Der Fluß des Besitzens
    Daß wir alle verschieden sind, ist ein Grundsatz unserer Natur. Nur von fern sind wir einander ähnlich, aus der Nähe besehen aber nicht gleich. Daher gehört das Leben den Unbestimmten; zusammenleben können nur solche, die sich nie festlegen und einer wie der andere Niemande sind.
    Jeder von uns ist zwei, und wenn sich zwei Personen begegnen, annähern und zusammentun, stimmen diese vier Personen selten überein. Wenn sich schon der Mensch, der in jedem handelnden Menschen träumt, so oft mit dem, der handelt, überwirft, wie wird er sich da nicht mit dem Menschen überwerfen, der im Anderen handelt und träumt?
    Wir sind Kräfte, weil wir Leben sind. Jeden von uns zieht es zu sich selbst, mit Zwischenaufenthalten bei anderen. Wenn wir genügend Selbstachtung haben, uns interessant zu finden, […]. Jede Annäherung bedeutet Konflikt. Der Andere ist für den Suchenden immer ein Hindernis. Nur wer nicht sucht, ist glücklich, weil nur, wer nicht sucht, findet, da, wer nicht sucht, schon hat, und schon haben, was immer es auch sei, glücklich sein heißt, so wie nicht denken das Beste am Reichsein ist.

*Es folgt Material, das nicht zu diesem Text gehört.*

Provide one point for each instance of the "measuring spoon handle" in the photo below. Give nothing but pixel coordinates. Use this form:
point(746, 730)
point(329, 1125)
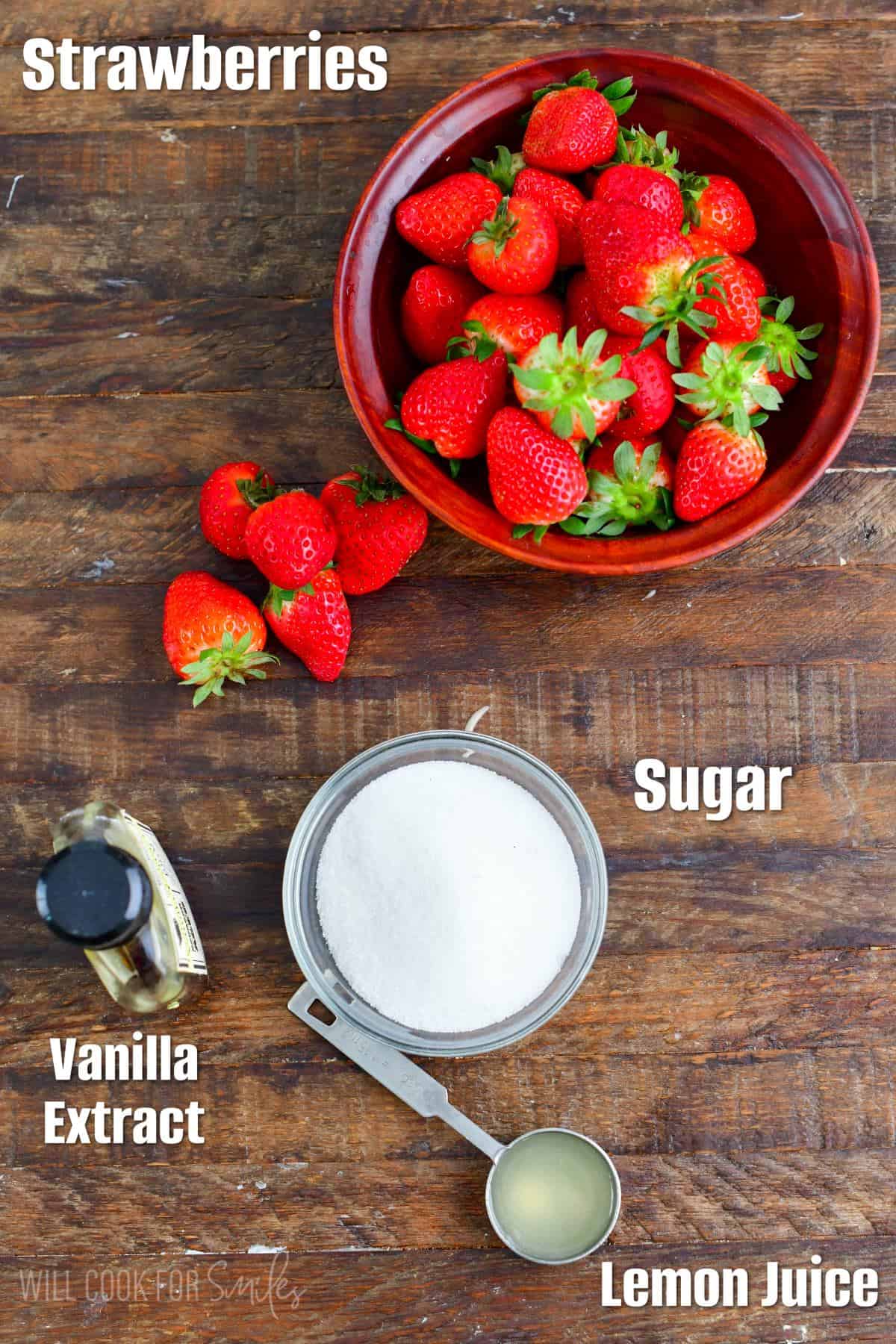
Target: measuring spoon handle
point(394, 1070)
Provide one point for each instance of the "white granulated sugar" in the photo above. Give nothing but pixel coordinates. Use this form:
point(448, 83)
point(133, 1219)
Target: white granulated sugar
point(449, 895)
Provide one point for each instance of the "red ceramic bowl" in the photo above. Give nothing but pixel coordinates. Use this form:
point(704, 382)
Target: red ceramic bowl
point(812, 243)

    Ich sehe dich an, in mir, erdachte Braut, und noch ehe du existierst, entzweien wir uns. Meine Gewohnheit, klar zu träumen, verleiht mir eine genaue Vorstellung von der Wirklichkeit. Wer exzessiv träumt, muß dem Traum Wirklichkeit verleihen. Wer dem Traum Wirklichkeit verleiht, muß ihm das Gleichgewicht der Wirklichkeit verleihen. Wer seinem Traum das Gleichgewicht der Wirklichkeit verleiht, leidet unter der Wirklichkeit seines Traumes ebenso wie unter der Wirklichkeit seines Lebens (und unter dem Unwirklichen seines Traumes ebenso wie unter dem Gefühl, daß Leben unwirklich ist).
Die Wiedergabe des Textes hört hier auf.